34.

17.6K 1.2K 242
                                    

İyi okumalar.
_________

Çelme takılan Mikail yeri boylarken gülmemek için kendimi zor tutmuştum. Topu kaleye doğru sürerlerken Mikail'e elimi uzattım. Kalenin orada yapılacak bir şey yoktu, biz uzaktaydık.

Elimi tutup ayağa kalktı. "Korkut ve Şafak abinin korkusuna sana şey yapamıyorlar tabi. Gül, gül çekinme." Demesiyle gülmeye başlamam zaman almamıştı. Homurdana homurdana ilerlerken ben de onu takip ettim. "Maral, gülme yavrum. Dikkatim dağılıyor." Diyen Korkut abime daha çok gülerek baktım.

"Beni karşınıza almadan önce düşünseydiniz Korkut Bey." Dedim alayla. Karşı takımlardaydık. Bu tabi ki Mikail'in sızlanmalarıyla olmuştu. "Ben mi olmak istemedim seninle?" Omuz silkerek tempolu bir şekilde koşmaya başladım.

Korkut abim arkamdan geliyordu. "Gol atmana izin veririm ama gülmek yasak." Dediğinde dişlerimi gösterecek şekilde güldüm. "İhtiyacım yok."

Topla buraya doğru koşan Nedim abiyi gördüğümde ilerlediğim yönü değiştirdim. Korkut abim de bana barikat olmuştu. "Sence almana izin verir miyim?"

Dudaklarımı büzdüm. "İzin istediğimi hatırlamıyorum abiciğim." Hızla koşarak ondan uzaklaştığımda Nedim abi bana pas vermişti. Topu sürmeye başladım.

Karşıma Şafak abim çıkarken ayağımdaki topu adını unuttuğum çocuğa doğru fırlattım. Şafak abimin yanından hızla koşarken topu bana geri atmıştı. Ayağımdaki top, Kerem abi tarafından hızla alınıp Şafak abime paslanırken Mikail'in güldüğü işittim. "Abimi değil en çok seni seviyorum Kerem abi. Adamsın."

"Ben buradayım Mikail." Dedi Nedim abi pis bir gülüşle kardeşine bakarken. "Biz de aynı takımdayız."

Onlar konuşmaya devam ederken ben topa koştum. Korkut abim hızla kaleye doğru ilerliyordu. Kendimi yere atıp panik yapmasını sağlayabilirdim ama yapmadım. Aksine hızımı arttırıp ayağındaki topu almaya çalıştım. İşlemim başarısız olmakla birlikte yere düşmem de zaman almamıştı.

Top kaleyle buluştuğunda acıyan dizimi umursamadan yerden kalktım. Onlar gol olduğu diye sevinirken çocuk gibi sevinmeleri beni de mutlu etmişti. Maç tekrar devam ederken kaleci geçen pas verdiğim çocuğa topu fırlattı. Öylece ilerlerken Kerem abiyi çoktan atlatmış topu başka birine göndermişti. Top bana geldiğinde kaleye yakın olan Nedim abiye doğru güçlü bir şekilde topu fırlattım.

Adını unuttuğum geçen pas verdiğim çocukta, Nedim abiden pası alıp kaleye şut çektiğinde kalecinin beşliğinden geçmesiyle kıkırdadım. Harika atmıştı. Çocuk heyecandan bana sarıldığında tüm saha durmuştu resmen. Çünkü ben de heyecandan ona sarılır bulmuştum kendimi. Şafak abim güçlü bir şekilde öksürdüğünde ikimizde ışık hızında birbirimizden ayrılmıştık.

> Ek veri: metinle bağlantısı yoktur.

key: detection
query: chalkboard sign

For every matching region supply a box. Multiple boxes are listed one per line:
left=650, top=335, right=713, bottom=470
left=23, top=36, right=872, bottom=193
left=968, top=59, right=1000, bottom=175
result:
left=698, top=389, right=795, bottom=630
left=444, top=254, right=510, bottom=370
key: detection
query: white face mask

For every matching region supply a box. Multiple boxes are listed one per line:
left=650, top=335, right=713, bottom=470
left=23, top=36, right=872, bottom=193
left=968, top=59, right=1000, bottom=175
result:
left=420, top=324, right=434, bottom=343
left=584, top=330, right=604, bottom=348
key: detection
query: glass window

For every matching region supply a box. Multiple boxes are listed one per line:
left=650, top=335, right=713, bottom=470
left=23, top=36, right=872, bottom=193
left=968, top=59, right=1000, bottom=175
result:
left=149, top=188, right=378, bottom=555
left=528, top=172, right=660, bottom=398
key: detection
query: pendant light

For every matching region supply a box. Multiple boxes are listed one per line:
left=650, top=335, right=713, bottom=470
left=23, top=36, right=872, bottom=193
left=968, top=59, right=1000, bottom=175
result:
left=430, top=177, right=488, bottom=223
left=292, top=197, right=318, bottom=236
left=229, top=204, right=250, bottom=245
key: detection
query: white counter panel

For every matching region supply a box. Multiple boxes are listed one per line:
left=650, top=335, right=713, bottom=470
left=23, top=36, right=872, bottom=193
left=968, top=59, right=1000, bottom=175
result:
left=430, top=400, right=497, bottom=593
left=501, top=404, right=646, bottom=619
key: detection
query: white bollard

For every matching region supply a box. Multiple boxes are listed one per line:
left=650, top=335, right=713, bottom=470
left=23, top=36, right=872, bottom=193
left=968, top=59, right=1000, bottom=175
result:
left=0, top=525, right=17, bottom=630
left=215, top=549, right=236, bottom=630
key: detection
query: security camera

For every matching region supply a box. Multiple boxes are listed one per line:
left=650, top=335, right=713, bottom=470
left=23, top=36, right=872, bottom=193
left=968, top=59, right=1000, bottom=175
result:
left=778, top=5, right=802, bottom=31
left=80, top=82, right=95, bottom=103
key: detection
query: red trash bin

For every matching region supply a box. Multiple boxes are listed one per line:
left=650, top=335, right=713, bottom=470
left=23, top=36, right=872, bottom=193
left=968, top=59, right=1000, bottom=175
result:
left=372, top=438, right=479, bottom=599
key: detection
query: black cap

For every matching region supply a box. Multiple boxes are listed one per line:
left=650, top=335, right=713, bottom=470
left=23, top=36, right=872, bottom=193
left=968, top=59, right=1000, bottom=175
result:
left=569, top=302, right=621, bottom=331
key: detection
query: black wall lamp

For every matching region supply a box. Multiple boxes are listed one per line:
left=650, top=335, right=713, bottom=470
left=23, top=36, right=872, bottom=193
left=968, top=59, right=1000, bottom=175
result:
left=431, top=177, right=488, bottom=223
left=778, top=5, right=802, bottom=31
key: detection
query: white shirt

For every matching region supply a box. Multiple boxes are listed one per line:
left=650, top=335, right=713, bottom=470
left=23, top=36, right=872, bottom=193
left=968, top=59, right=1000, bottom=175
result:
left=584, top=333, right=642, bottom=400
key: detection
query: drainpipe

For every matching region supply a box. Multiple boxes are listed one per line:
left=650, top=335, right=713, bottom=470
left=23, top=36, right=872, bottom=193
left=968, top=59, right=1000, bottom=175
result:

Çocuk boğazını temizledi. "Hadi, süre işliyor. Son dakikalar." Demiş ve uzaklaşmaya başlamıştı. Şafak abim ve Korkut abim dik dik çocuğa bakarken, "Aşklarım maç devam ediyor." Diye mırıldandım. Çocuğu gözleriyle öldürmüşlerdi. O sizin arkadaşınız, arkadaşınız! Biz de takım arkadaşıyız!

"Devam etsin tabi." Dedi Korkut abim ve eliyle burnunu sıktı. Maçın son beş dakikası baya çetrefilli geçmişti. Ama sonunda bizim takımın kazanmasıyla bitirmiştik. Kendimi sahadaki çimlere attım, başımı Şafak abimin koluna koydum ve derin bir nefes aldım. "Yoruldum."

"Ben de." Dedi nefesini verirken. Karnıma atılan su şişesiyle inleyerek doğrulduğumda Mikail yüzünü buruşturup bana baktı. "Afedersin."

Kucağıma düşen suyu aldım. Şafak abim doğrulduğu için şişeyi yakalamıştı. "Acıdı mı çok?" Dedi endişeyle. Başımı hayır anlamında salladım.